The art of making nothing at all

Today's posting is a philisophical one. In it, I try to consider how as photographers, the act of making images, actually gets in the way of us being able to truly appreciate / relax / see what is really in front of us. Maybe what I'm saying, is the act of photography can end up with someone chasing so many images, that they are not able to see them anymore. Like a HiFi fanatic, who spends all his money on better audio cable, and finds he is no longer enjoying the music, but is too wrapped up in trying to make the quality perfect, so too, can chasing photographs mean, that we are no longer enjoying the scene, and because we are no longer enjoying it, we aren't able to connect and respond to anything beautiful that is presented to us. So in this posting, I suggest that sometimes, leaving the camera behind, and just letting yourself watch and study, absorb and enjoy the landscape, can be a great way of recharging your own photographic ability.

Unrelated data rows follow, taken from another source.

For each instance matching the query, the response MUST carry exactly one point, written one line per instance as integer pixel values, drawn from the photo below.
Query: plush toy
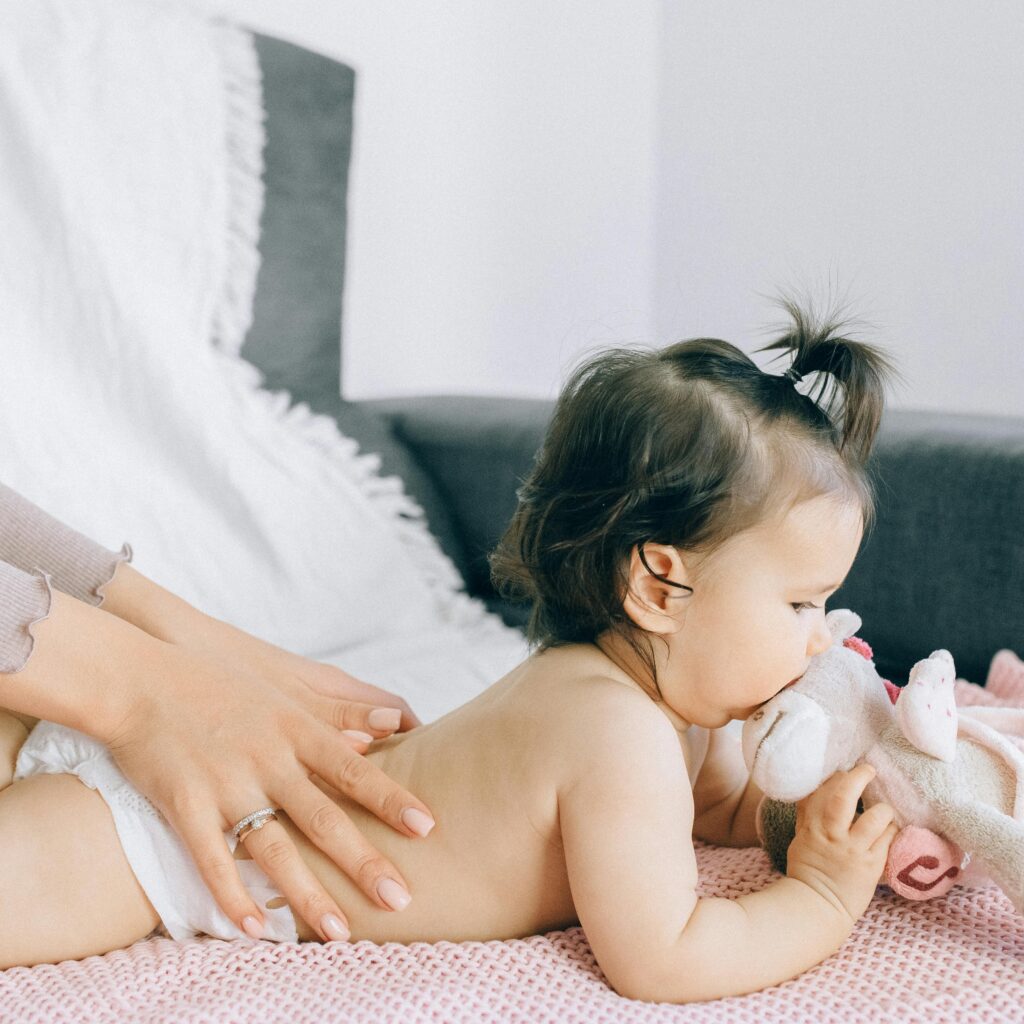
(953, 778)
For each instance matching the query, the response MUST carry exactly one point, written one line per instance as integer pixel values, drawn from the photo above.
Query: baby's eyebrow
(827, 586)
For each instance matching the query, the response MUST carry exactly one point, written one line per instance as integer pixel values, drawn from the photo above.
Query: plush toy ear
(842, 623)
(926, 710)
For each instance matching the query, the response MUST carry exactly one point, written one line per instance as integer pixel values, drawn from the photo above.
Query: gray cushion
(295, 337)
(944, 566)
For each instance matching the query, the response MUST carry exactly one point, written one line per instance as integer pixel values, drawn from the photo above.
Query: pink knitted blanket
(956, 958)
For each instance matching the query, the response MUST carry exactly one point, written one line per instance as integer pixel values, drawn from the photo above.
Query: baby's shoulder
(590, 707)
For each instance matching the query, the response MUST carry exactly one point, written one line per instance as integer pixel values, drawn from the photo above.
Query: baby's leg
(66, 888)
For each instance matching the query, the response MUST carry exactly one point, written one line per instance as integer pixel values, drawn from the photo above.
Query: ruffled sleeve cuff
(25, 600)
(31, 538)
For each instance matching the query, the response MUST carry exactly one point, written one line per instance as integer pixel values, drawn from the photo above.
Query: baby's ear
(656, 592)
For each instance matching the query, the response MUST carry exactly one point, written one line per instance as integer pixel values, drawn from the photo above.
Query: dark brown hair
(686, 445)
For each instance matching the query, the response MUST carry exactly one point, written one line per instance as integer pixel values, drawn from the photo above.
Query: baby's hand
(839, 854)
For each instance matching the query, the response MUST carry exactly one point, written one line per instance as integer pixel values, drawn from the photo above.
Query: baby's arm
(725, 797)
(626, 820)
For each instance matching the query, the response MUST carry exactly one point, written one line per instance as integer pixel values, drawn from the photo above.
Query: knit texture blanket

Lastly, I'm a great believer in things happening when they choose to, and not when I want them to. There will always be another day for photography, and there will always be 'just one more shot' that you want to make. The photographer who is never satisfied, never able to 'get everything', is chasing a dream.


A few weeks ago, I released a new eBook about self-awareness. In it, I covered the biggest stumbling block in making good images - ourselves and our 'issues'.

I've been thinking tonight, that I'm finding that after 10 years of intensive image making, I'm starting to just enjoy not using a camera, not going out specifically to make images. I'm wondering if it's true, that as photographers, we start off with a desire to photograph everything. Most of us have very limited free time, so when we do have that free time, we use it to do as much photography as we can. I can certainly testify that some of my portfolios were made in very intensive 3-week vacation blasts (Iceland in 2004 for instance).

But I've become more patient as a photographer. I like to just wait until things happen and I'm faced with something that I find inspiring. I also love to take the pressure of, by simply leaving the camera behind, and just wonder around a location and enjoy it for what it is.

There's something very enjoyable about looking at sand, and how the sand interacts with the sea, with a photographer's eye, but with no picture in mind, and no camera at hand. Where once I would be frustrated and wish to have my camera with me to photograph these moments, I now relish just enjoying them as they happen. I think this is because I know that amazing moments happen all the time. I often read articles where photographers explain how something suddenly amazing happened. Well, these things happen all the time. So it's very nice to just walk around and enjoy them.

I'm wondering if this intensity to make images is slowly ground down to a more relaxed attitude towards making new work. I feel no massive pressure to make new work, because I believe it happens when I least expect it to, and not when I command it. I also wonder that the things I loved about scenery to start with, before I owned a camera, are now overcoming the almost blinding desire to make images more than enjoy the scenery for what it is.

Maybe the ultimate act in photography, is to not photograph anything at all, but just recognise a moment, let it imprint itself onto your soul, for the briefest of moments, and enjoy it for what it is: a moment in life where we were conscious of what we saw and felt.